Die Tatsache, dass am Ende der
Geraden Tempi weit jenseits der 260 km/h auf der Uhr stehen, macht dann selbst abgebrühten Gasgriffjongleuren nochmals eindringlich deutlich, was die Stunde in diesem Super-Supersportlerjahr geschlagen hat. Es ist die Auseinandersetzung auf einem Leistungsniveau, das weder Rennstreckenbauer noch Technikpropheten voraussehen konnten.
172 PS – damit ging Yamaha selbstbewusst in Vorlage. 172 Kilogramm Gewicht. Ohne Treibstoff – Benzin oder Sprit klingt in diesem Zusammenhang zu lapidar. Das ist unglaublich. Das ist Furcht einflößend. Und es ist – machen wir uns nichts vor – auch die Auseinandersetzung mit uns selbst.

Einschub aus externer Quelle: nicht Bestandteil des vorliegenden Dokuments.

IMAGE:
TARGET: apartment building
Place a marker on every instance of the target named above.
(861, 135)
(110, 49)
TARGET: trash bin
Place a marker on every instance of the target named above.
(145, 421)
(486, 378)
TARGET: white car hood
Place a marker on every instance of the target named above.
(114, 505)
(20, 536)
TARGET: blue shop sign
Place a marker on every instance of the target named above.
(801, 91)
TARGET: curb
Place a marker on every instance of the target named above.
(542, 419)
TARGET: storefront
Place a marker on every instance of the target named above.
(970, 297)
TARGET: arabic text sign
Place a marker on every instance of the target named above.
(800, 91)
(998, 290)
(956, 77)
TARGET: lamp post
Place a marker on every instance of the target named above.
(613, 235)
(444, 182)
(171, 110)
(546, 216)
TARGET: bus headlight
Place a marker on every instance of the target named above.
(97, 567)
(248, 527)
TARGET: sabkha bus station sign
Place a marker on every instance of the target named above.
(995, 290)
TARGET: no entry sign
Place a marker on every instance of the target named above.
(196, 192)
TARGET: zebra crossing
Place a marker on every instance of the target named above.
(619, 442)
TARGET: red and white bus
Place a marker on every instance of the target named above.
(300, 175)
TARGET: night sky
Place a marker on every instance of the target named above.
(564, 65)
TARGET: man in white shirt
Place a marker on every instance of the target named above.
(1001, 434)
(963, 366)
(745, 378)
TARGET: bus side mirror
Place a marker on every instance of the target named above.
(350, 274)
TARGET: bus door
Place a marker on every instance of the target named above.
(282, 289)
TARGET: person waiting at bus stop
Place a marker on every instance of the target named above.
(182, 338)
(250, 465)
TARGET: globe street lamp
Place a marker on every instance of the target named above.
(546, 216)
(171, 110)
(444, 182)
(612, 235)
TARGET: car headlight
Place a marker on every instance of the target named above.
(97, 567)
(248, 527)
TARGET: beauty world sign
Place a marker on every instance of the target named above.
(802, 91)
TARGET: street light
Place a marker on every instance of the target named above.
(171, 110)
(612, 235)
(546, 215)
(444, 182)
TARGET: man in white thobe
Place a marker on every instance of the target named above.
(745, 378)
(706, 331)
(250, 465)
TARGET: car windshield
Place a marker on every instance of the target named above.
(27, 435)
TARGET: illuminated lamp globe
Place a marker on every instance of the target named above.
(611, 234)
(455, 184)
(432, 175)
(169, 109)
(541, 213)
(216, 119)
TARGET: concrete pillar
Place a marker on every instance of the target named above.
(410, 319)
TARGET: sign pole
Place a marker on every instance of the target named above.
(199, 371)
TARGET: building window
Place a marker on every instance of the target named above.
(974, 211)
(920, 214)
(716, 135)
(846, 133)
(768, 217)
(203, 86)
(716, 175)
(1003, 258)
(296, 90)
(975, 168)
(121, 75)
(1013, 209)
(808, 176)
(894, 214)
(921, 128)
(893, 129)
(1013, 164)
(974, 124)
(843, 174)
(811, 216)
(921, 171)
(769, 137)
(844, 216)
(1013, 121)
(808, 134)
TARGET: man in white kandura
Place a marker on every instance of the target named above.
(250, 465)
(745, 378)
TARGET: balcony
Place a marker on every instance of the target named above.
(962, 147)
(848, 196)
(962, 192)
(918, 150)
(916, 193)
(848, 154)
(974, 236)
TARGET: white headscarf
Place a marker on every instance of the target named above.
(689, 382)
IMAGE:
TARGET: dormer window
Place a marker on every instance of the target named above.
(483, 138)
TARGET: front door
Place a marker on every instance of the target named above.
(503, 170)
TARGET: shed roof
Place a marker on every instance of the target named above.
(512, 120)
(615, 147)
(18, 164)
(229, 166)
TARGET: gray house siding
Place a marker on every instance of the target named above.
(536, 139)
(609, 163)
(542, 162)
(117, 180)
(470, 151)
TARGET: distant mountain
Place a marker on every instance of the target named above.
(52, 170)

Damit die nicht schon beim Vorgeplänkel in einem mentalen Waterloo endet, bietet die neue R1 beste strategisch-taktische Voraussetzungen zur Attacke. Die Sitzposition hinter dem kurzen Tank ist, wie mittlerweile in diesen Kreisen
üblich, irgendwo zwischen sportlich und relaxed anzusiedeln, weil weder Tankkanten noch irrwitzig tief angeklemmte Lenkerhälften stören und die Fußrasten einen menschenwürdigen Abstand zum Sitzpolster halten. Auch ist es wegen der im Vergleich zur Vorgängerin nun über den Motor führenden und damit schmaleren Rahmenprofile nicht mehr notwendig, die Schenkel über Gebühr zu spreizen. Sprich: Es passt, man fühlt sich wohl. Der Blick schweift anerkennend über das edle Cockpit, bei dem sich Designer und Kaufleute zum Glück den digitalen Drehzahl-Hokuspokus verkniffen haben. Wandert weiter, bewundert die breite, geduckte Verkleidungsfront, verfolgt den geschwungenen Verlauf der Ram-Air-Kanäle – und ist schlagartig zurück in der brutalen Wirklichkeit. Ram-Air, jetzt auch bei der R1! 180 PS sollen es sein, wenn der anstürmende Fahrtwind mit Macht in die stattliche Airbox hinter dem Lenkkopf drückt. Bei Vollgas im sechsten Gang.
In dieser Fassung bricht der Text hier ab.